Search code examples
pythonweb-scrapingurlindex-error

Index error: list index out of range - How to skip a broken URL?


How can I tell my program to skip broken / non-existent URLs and continue with the task? Every time I run this, it will stop whenever it encounters a URL that doesn't exist and gives the error: index error: list index out of range.

The range is URL's between 1 to 450, but there are some pages in the mix that are broken (for example, URL 133 doesn't exist).

import requests
import pandas as pd
import json
from pandas.io.json import json_normalize
from bs4 import BeautifulSoup

df = pd.DataFrame()

for id in range (1, 450):

      url = f"https://liiga.fi/api/v1/shotmap/2022/{id}"
      res = requests.get(url)
      soup = BeautifulSoup(res.content, "lxml")
      s = soup.select('html')[0].text.strip('jQuery1720724027235122559_1542743885014(').strip(')')
      s = s.replace('null','"placeholder"')
      data = json.loads(s)
      data = json_normalize(data)
      matsit = pd.DataFrame(data)
      df = pd.concat([df, matsit], axis=0)


df.to_csv("matsit.csv", index=False)

Solution

  • I would assume your index error comes from the line of code with the following statement:

    s = soup.select('html')[0].text.strip('jQuery1720724027235122559_1542743885014(').strip(')')
    

    You could solve it like this:

    try:
        s = soup.select('html')[0].text.strip('jQuery1720724027235122559_1542743885014(').strip(')')
    except IndexError as IE:
        print(f"Indexerror: {IE}")
        continue
    

    If the error does not occur on the line above, just catch the exception on the line where the index error is occuring.
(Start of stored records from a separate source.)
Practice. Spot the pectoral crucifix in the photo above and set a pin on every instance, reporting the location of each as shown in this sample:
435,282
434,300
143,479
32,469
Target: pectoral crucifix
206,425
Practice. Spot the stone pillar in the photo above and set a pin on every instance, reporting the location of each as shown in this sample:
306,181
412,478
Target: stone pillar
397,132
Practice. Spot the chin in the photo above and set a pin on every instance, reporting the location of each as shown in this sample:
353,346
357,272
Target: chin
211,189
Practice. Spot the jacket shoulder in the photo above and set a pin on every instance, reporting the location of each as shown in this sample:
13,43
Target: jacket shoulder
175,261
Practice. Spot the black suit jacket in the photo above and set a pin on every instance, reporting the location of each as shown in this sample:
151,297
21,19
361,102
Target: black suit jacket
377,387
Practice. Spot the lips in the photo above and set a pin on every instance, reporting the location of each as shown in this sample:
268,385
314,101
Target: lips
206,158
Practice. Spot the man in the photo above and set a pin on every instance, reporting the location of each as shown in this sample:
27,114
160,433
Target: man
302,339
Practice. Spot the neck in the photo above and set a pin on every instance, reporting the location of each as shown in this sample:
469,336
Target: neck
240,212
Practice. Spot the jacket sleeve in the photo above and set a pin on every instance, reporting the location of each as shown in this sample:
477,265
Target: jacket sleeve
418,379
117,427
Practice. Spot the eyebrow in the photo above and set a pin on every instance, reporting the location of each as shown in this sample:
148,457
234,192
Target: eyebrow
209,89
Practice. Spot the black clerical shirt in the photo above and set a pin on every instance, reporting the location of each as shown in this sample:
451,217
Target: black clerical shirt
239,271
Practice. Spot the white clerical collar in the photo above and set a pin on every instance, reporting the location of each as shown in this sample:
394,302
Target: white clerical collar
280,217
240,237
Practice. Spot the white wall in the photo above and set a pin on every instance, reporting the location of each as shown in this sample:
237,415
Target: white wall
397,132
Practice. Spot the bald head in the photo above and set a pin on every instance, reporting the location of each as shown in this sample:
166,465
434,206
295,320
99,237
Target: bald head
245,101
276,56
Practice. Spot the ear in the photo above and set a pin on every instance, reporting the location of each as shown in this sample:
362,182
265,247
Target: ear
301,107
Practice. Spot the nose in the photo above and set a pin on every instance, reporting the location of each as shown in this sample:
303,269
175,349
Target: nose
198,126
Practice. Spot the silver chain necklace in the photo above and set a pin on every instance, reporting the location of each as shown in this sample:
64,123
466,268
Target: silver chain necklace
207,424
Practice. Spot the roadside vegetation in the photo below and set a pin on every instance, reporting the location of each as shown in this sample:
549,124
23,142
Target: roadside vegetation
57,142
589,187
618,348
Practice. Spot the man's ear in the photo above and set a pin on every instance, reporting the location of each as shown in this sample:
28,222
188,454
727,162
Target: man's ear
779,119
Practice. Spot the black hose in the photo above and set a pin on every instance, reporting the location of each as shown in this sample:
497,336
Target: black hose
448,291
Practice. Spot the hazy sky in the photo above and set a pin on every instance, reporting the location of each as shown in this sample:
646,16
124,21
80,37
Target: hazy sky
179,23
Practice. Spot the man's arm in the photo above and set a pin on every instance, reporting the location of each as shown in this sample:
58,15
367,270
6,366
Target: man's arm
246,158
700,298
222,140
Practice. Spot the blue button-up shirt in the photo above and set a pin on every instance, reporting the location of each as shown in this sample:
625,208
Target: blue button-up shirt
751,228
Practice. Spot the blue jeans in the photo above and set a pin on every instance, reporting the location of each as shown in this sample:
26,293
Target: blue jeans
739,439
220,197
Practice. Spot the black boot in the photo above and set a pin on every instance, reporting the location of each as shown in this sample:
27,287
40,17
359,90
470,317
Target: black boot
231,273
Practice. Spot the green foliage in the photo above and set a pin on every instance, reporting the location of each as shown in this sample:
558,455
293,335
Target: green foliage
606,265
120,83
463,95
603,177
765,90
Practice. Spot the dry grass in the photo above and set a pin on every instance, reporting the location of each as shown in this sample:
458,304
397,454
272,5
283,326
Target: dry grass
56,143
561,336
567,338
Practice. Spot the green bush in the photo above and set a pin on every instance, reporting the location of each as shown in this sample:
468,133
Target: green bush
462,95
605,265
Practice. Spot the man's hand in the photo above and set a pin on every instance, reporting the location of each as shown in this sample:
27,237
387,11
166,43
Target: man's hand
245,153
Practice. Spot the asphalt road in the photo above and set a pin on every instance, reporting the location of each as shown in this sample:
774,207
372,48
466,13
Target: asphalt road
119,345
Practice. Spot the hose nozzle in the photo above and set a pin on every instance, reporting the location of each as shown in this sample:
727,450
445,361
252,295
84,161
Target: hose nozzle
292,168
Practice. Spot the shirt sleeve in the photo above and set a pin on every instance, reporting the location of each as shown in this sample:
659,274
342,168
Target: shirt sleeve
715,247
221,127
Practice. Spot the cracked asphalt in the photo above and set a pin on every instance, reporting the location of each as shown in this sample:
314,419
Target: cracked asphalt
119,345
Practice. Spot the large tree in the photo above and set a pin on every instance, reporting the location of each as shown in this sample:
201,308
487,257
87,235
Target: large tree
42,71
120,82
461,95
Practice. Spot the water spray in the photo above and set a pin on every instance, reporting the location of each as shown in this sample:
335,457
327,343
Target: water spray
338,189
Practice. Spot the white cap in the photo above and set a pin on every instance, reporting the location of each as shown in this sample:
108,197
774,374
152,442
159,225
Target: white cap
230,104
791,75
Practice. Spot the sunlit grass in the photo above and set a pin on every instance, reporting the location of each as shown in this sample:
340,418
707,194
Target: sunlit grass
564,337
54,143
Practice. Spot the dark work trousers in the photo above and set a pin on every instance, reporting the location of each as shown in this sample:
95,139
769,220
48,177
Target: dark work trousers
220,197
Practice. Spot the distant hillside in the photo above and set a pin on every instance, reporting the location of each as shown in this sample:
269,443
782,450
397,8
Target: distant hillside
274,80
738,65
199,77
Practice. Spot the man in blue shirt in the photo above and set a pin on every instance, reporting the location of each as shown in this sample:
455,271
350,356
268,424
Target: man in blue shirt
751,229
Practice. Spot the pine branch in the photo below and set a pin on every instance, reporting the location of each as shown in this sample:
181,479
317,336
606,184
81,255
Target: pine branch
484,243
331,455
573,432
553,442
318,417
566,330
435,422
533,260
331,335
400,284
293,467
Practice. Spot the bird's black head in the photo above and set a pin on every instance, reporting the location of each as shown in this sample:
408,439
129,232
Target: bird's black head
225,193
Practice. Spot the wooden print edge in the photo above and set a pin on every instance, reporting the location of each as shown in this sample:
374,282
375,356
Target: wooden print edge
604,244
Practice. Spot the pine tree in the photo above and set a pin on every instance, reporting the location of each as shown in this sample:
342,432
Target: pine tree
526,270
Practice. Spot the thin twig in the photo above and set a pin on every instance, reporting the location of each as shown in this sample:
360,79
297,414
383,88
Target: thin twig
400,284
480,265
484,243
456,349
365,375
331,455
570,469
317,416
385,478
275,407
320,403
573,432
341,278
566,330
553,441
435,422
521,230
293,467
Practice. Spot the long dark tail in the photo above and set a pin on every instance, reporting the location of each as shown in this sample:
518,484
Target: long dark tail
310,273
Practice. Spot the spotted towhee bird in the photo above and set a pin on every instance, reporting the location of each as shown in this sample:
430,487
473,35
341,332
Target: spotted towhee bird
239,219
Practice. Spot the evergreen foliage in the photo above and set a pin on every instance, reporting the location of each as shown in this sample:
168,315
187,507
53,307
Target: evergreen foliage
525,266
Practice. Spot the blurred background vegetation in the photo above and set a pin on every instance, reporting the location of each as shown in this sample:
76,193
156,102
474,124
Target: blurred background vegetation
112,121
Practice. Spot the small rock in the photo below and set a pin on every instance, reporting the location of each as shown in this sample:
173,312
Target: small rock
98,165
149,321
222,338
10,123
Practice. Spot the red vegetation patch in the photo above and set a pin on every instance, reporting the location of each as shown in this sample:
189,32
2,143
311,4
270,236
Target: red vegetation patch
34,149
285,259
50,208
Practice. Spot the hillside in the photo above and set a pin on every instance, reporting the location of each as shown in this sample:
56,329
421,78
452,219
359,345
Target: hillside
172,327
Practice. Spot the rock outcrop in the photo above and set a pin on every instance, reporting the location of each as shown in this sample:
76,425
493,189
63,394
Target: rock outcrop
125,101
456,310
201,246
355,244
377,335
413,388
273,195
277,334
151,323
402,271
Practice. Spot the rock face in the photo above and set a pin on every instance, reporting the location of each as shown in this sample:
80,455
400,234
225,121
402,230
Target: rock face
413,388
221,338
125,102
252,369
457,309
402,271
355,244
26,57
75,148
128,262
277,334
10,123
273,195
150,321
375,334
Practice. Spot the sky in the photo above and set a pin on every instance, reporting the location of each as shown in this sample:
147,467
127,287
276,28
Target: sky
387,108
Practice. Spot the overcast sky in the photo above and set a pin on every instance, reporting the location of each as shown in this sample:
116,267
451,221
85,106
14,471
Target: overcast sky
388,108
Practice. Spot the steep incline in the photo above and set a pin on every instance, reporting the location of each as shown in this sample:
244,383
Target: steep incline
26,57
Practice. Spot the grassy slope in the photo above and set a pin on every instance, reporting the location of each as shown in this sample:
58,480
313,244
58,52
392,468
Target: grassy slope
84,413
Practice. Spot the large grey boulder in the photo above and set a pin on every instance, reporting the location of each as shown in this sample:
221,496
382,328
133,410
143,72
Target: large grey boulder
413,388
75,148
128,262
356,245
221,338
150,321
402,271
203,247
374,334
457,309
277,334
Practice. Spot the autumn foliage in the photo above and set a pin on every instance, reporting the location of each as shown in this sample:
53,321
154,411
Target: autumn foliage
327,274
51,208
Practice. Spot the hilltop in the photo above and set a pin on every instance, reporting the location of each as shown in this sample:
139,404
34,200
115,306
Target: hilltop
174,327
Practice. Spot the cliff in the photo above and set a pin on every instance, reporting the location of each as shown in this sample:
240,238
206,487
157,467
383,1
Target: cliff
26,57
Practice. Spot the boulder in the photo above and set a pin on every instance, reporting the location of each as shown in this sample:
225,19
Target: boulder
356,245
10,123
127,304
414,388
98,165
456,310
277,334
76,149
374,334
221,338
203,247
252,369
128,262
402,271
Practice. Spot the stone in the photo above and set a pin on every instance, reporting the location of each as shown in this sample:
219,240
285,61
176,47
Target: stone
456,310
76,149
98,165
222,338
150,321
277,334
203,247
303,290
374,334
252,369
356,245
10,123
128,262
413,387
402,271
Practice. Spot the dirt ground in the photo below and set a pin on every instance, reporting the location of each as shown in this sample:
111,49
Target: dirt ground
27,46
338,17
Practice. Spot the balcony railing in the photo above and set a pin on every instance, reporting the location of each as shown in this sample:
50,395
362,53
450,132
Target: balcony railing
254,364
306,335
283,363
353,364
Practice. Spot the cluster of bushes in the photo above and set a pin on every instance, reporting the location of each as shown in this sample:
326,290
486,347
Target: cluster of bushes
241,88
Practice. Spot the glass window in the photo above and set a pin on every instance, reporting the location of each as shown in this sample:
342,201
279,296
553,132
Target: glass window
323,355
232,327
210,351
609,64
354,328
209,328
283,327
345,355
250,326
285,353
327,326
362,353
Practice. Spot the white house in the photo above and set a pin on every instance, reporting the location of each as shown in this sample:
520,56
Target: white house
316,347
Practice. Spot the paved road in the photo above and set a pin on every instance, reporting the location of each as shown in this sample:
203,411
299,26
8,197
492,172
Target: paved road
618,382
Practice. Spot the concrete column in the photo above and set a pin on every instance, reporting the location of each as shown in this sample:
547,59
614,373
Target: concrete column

Alternatively you can also just catch all exceptions with

    
    try:
        code_where_exception_occurs
    except Exception as e:
        print(f"Exception: {e}")
        continue
    

    but I would recommend to be as specific as possible, so that you handle all expected errors in the appropriate way. In the example above replace code_where_exception_occurs with the code. You could also put the try/except clause around the whole block of code inside the for loop, but it is best to catch all exeptions individually. This should also work:

    try:
        url = f"https://liiga.fi/api/v1/shotmap/2022/{id}"
        res = requests.get(url)
        soup = BeautifulSoup(res.content, "lxml")
        s = soup.select('html')[0].text.strip('jQuery1720724027235122559_1542743885014(').strip(')')
        s = s.replace('null','"placeholder"')
        data = json.loads(s)
        data = json_normalize(data)
        matsit = pd.DataFrame(data)
        df = pd.concat([df, matsit], axis=0)
    except Exception as e:
        print(f"Exception: {e}")
        continue